Иногда наставники отправляли отряды мальчишек устроить засаду най’шарумам из соседних шараджи и жестоко избить их. Опасность подстерегала везде, даже над выгребной ямой. Иногда старшие ребята, такие как Хасик и его дружки, взбирались на побежденных мальчиков из других племен сзади и совали им, словно женщинам. Это считалось ужасным позором, и Джардир не раз пинал насильников между ног, чтобы избежать подобной участи. Маджах однажды сорвал с Аббана бидо, но Джардир врезал ему в нос, так что брызнула кровь.
— В любой момент маджахи могут попытаться захватить источник или явятся Нанджи, чтобы украсть наших женщин, — сказал Каваль Джардиру, когда мальчики подошли к нему после нападения. — Мы должны всегда быть готовы убить или быть убитыми.

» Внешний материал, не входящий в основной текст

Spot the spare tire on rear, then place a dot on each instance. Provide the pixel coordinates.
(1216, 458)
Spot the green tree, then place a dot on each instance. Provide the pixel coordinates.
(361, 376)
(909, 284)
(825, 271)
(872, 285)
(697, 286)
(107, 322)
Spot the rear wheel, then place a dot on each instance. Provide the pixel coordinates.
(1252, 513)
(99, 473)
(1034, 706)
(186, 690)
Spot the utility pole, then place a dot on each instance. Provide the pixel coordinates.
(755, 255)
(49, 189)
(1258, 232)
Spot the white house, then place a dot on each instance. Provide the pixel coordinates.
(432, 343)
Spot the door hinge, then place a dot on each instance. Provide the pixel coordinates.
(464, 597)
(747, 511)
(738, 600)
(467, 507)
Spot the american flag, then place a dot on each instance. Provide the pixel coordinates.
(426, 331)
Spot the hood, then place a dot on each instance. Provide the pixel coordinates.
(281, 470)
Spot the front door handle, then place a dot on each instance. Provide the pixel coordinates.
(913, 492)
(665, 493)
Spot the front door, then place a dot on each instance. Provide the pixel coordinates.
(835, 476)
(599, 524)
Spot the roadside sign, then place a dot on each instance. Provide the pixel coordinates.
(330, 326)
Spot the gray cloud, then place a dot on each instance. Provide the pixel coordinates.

— Ненавижу это место, — со слезами на глазах простонал Аббан, когда наставник ушел. — Скорей бы Ущерб! Можно будет вернуться домой к матери и сестрам, хоть ненадолго.
Джардир покачал головой:
— Он прав. Ослабишь бдительность хотя бы на мгновение, и тебе не жить. — Он сжал кулак. — Так было с моим отцом, но со мной так не будет.
Когда наставники уходили, мальчики продолжали тренироваться под присмотром старших ребят, которые были скоры на расправу не меньше, чем даль’шарумы.
— Сгибай колени при повороте, крыса, — зарычал Хасик на Джардира во время сложного шарукина. И пнул его под колени.
Джардир упал в пыль.
— Верблюжий ублюдок не может даже повернуться! — со смехом крикнул Хасик остальным. Он все еще присвистывал сквозь дырку на месте выбитого Кераном зуба.
Джардир зарычал и бросился на старшего. Он должен подчиняться дама и даль’шарумам, но Хасик всего лишь най’шарум, и Джардир не потерпит, чтобы его отца оскорбляло подобное ничтожество.
Но Хасик был на пять лет старше, и скоро ему предстояло расстаться с бидо. Он был намного крупнее Джардира и годами практиковался в смертоносном искусстве рукопашного боя. Он схватил запястье Джардира, выкрутил, дернул руку, развернулся и врезал локтем по руке.